The largest program in New England is local, at Southcoast Health, where the surgery serves more than 700 patients a year through certified centers at Tobey Hospital in Wareham and Charlton Memorial Hospital in Fall River.
For Dan O’Brien, 30, of Scituate, surgery at Tobey’s center changed his life.
“I was wearing a 46 inch waist and I’m thinking, ‘now this is too tight and I have to go up to a 48’ – I just thought ‘enough is enough,’” O’Brien said. That Christmas, the scale told him he weighed 325 pounds.
“At 5’10 that’s just too much weight,” he said. “A doctor told me I had to do something or honestly ‘you’ll be lucky to see 40.’ It’s just too much weight for your heart.”
A friend of his had lost 200 pounds through the Weight Loss Surgery Program at Southcoast Health’s Tobey Hospital in Wareham.
“He took me to a seminar there, I listened, and when I left I knew I was going to do this,” O’Brien said. “I had tried everything – exercise, diets – but my metabolism was just too slow, and I was making bad decisions about what to eat and I just kept gaining weight.”
In March of 2016, after careful health screenings to be sure he was safely eligible for the surgery and a series of meetings with Dr. Rayford Kruger, the Medical Director of the Weight Loss Surgery Program, O’Brien had the gastric sleeve surgery dramatically reducing the size of his stomach that he now says has changed his life.
“I am now at about 156 pounds and size 30 pants,” O’Brien said.
Dr. Kruger stresses that surgery is only part of the solution for patients like O’Brien.
“Bariatric surgery is a significant part of our practice, but it takes more than surgery to achieve long-term success,” said Dr. Kruger, MD, FACS.
Kruger said the Southcoast Health program treats patients who are morbidly obese or significantly overweight, defined as being 100 or more pounds overweight, with surgical procedures that allow people to lose the weight safely and improve their health by resolving obesity-related health conditions.
“Getting ready for surgery takes about four months in our program, involving discussions with dietitians, behavioral health professionals and educators on exercise and lifestyle,” Kruger said. “Surgery gives you the best chance to defeat or avoid diabetes – but it must be paired with changes in the way you eat, exercise and live.”
Kruger said a successful program follows up with patients after surgery to be certain vitamin levels, weight, exercise and nutrition issues are under control.
“That’s why having a local program is so helpful — because people are more likely to follow up if they don’t have to drive somewhere an hour or two away,” said Kruger. “About 95 percent of patients undergoing our procedures lose significant weight, and a majority of them keep it off long-term, and it helps that we are here locally as a partner.”
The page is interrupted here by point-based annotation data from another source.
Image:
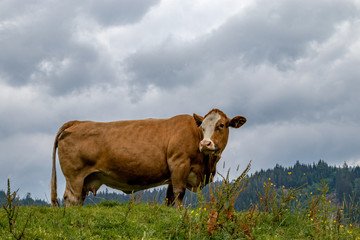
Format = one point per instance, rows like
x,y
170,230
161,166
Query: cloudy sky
x,y
290,67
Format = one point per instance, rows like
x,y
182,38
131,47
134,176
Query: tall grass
x,y
280,213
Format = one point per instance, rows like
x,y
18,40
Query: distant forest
x,y
343,183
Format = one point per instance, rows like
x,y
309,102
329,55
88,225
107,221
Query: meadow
x,y
279,214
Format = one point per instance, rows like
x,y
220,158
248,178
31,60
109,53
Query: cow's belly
x,y
95,180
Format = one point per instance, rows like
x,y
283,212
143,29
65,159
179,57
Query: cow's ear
x,y
237,121
198,119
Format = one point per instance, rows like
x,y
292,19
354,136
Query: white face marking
x,y
208,125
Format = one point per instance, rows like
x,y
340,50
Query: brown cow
x,y
181,151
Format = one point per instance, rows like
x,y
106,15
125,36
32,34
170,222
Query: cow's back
x,y
134,152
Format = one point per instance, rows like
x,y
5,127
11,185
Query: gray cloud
x,y
290,67
113,12
277,34
41,44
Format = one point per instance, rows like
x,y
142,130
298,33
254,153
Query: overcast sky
x,y
292,68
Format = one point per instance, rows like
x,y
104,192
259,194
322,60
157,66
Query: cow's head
x,y
215,130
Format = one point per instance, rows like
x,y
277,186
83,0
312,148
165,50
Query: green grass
x,y
278,215
153,221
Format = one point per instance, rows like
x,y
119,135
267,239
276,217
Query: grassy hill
x,y
154,221
279,213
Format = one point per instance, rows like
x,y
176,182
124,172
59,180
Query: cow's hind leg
x,y
170,197
74,194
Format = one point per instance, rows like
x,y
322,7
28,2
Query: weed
x,y
12,212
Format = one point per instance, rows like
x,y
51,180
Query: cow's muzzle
x,y
207,146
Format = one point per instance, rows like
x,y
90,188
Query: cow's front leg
x,y
179,174
170,197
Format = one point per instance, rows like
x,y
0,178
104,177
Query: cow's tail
x,y
54,200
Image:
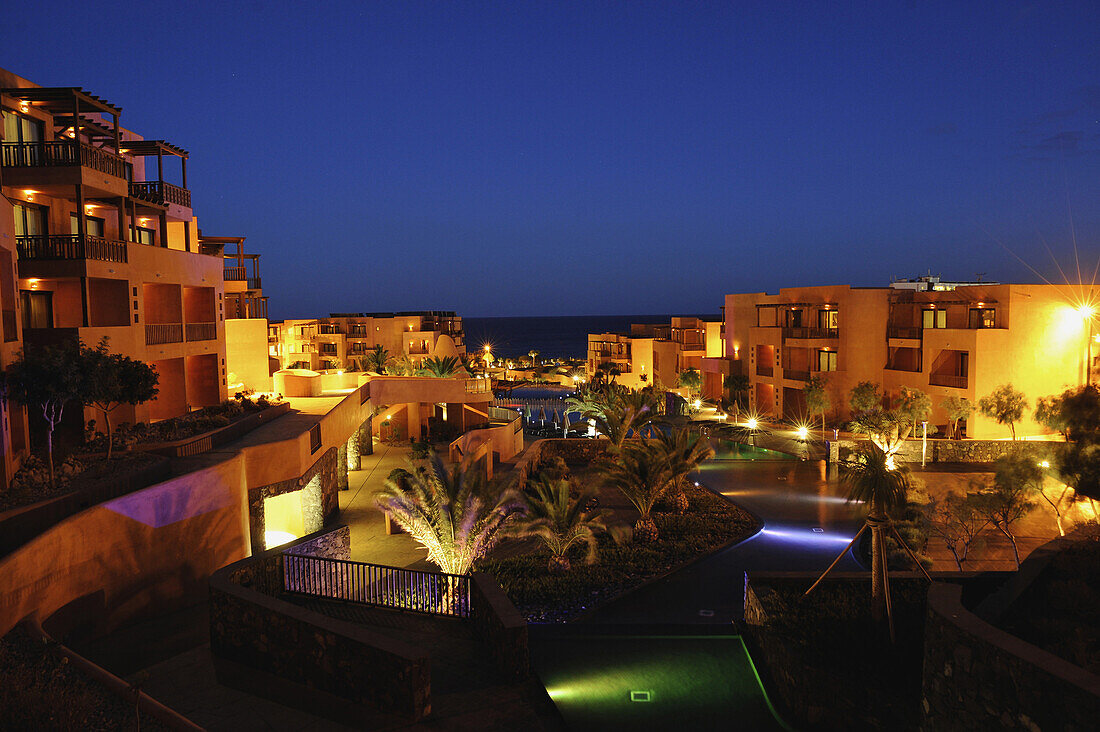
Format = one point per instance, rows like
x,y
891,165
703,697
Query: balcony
x,y
63,153
198,331
806,332
70,247
164,332
911,334
947,380
162,194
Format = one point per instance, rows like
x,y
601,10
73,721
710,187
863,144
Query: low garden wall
x,y
316,654
21,524
954,450
977,676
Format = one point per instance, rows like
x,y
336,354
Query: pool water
x,y
727,449
634,683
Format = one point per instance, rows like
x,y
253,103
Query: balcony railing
x,y
157,192
947,380
70,247
62,153
164,332
201,331
912,334
810,332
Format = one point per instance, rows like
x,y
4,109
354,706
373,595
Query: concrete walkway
x,y
369,538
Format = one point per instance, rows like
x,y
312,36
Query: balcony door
x,y
37,308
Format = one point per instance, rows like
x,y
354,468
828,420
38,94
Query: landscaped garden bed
x,y
708,524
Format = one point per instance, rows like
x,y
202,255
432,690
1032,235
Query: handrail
x,y
61,153
70,247
437,593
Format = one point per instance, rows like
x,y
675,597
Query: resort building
x,y
656,352
248,363
341,340
107,246
964,341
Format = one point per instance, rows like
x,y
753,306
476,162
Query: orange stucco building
x,y
656,352
107,246
965,341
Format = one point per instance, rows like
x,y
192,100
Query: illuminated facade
x,y
107,243
343,339
656,351
963,341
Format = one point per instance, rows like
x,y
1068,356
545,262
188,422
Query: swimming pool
x,y
634,681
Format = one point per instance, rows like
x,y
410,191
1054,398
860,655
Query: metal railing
x,y
61,153
158,192
70,247
201,331
810,332
164,332
947,380
898,331
435,593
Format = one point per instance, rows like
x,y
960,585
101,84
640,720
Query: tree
x,y
865,397
683,452
817,400
913,405
441,367
376,359
957,521
112,380
1005,405
869,479
957,408
641,474
452,514
48,378
559,522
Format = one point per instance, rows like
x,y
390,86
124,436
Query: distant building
x,y
342,340
961,339
656,351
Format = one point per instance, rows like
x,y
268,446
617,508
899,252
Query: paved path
x,y
793,499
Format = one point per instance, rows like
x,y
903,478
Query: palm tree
x,y
375,359
450,513
642,476
441,367
560,523
683,451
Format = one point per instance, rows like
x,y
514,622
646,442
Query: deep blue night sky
x,y
550,157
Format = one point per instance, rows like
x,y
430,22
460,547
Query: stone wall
x,y
317,654
977,676
952,450
320,503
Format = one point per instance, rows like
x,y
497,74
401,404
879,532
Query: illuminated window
x,y
934,318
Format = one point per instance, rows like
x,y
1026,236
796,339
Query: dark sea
x,y
551,336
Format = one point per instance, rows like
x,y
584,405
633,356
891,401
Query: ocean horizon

O’Brien, a heavy equipment operator who lives in Scituate, said for the first time in years he has energy to spare, and years of weight-related pain – in his back, neck and legs – are over. O’Brien says success does require discipline: He worked with staff at the Weight Loss Surgery Program for months after the operation to be certain he was adhering to a healthy diet, taking vitamins and that he walks every day, usually three or four miles.
“There is motivation in just watching the weight come off,” he said.
The other day O’Brien dug up a pair of his old pants and realized something: “I could put those on and then put another person in there with me,” he said with a laugh.